Asmussen, 52, of Gilberts in Kane County, was charged with three counts of bank fraud in an indictment returned Thursday by a federal grand jury.
She will be arraigned at a later date in U.S. District Court. The indictment also seeks forfeiture of $3.07 million.
According to the indictment, Asmussen stole funds by issuing checks drawn on her personal account and cashier’s checks, and also misappropriated customers’ checks. She then used bank funds to cover the payment of those checks, making false entries in internal records to conceal the thefts.
After drawing checks on her personal account, she would stop them from being debited to her account by physically removing the checks when they were delivered to the bank, the indictment alleges. She then made false entries so payments were made from the bank funds instead of her own, according to the indictment.

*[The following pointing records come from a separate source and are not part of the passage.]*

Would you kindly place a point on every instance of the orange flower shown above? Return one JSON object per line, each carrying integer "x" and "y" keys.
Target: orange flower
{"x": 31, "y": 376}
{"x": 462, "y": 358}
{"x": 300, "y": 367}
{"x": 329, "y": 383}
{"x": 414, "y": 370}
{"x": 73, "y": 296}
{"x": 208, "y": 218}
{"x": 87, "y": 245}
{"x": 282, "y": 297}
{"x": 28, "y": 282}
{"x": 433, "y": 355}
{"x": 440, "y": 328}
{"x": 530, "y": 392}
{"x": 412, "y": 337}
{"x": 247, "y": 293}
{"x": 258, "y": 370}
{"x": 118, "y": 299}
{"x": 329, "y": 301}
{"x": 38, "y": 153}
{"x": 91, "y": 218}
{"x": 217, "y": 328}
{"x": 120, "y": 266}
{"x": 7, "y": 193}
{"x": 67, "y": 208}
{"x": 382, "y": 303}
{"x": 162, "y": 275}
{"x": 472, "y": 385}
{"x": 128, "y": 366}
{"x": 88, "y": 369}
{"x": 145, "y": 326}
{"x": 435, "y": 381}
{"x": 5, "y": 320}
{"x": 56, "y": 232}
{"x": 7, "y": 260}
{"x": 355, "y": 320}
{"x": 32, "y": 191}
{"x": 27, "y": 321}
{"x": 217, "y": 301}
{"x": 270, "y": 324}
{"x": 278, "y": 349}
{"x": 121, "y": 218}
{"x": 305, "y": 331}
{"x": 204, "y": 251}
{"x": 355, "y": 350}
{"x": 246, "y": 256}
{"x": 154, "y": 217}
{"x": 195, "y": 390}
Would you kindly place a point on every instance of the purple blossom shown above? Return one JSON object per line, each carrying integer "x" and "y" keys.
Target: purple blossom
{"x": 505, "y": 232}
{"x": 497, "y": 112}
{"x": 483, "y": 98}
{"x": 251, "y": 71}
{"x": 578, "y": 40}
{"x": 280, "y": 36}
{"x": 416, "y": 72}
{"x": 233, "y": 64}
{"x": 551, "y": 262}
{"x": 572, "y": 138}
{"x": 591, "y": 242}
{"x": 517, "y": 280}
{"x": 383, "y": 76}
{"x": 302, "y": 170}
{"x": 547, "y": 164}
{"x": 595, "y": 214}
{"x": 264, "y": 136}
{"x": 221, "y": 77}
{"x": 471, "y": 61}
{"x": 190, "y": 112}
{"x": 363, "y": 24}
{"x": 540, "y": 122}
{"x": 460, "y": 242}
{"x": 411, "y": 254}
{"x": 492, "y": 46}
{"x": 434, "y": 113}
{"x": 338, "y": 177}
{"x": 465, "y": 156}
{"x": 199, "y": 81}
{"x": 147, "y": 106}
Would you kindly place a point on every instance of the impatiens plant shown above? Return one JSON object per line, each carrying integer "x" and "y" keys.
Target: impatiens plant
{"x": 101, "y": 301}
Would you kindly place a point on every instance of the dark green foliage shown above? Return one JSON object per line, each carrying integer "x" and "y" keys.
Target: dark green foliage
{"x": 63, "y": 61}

She also used cashier’s checks payable to herself or her creditors, sometimes forging the signature of a bank employee, the indictment alleges. She would also allegedly steal checks that customers deposited, then manually enter credits to the customers’ accounts and debit the bank’s general ledger, placing the money in her own accounts through ATMs.
She provided false information to the FDIC, state regulators, the board of directors and auditors to cover her tracks, the indictment alleges.
Bank fraud carries a maximum penalty of 30 years in prison and a $1 million fine, with restitution mandatory.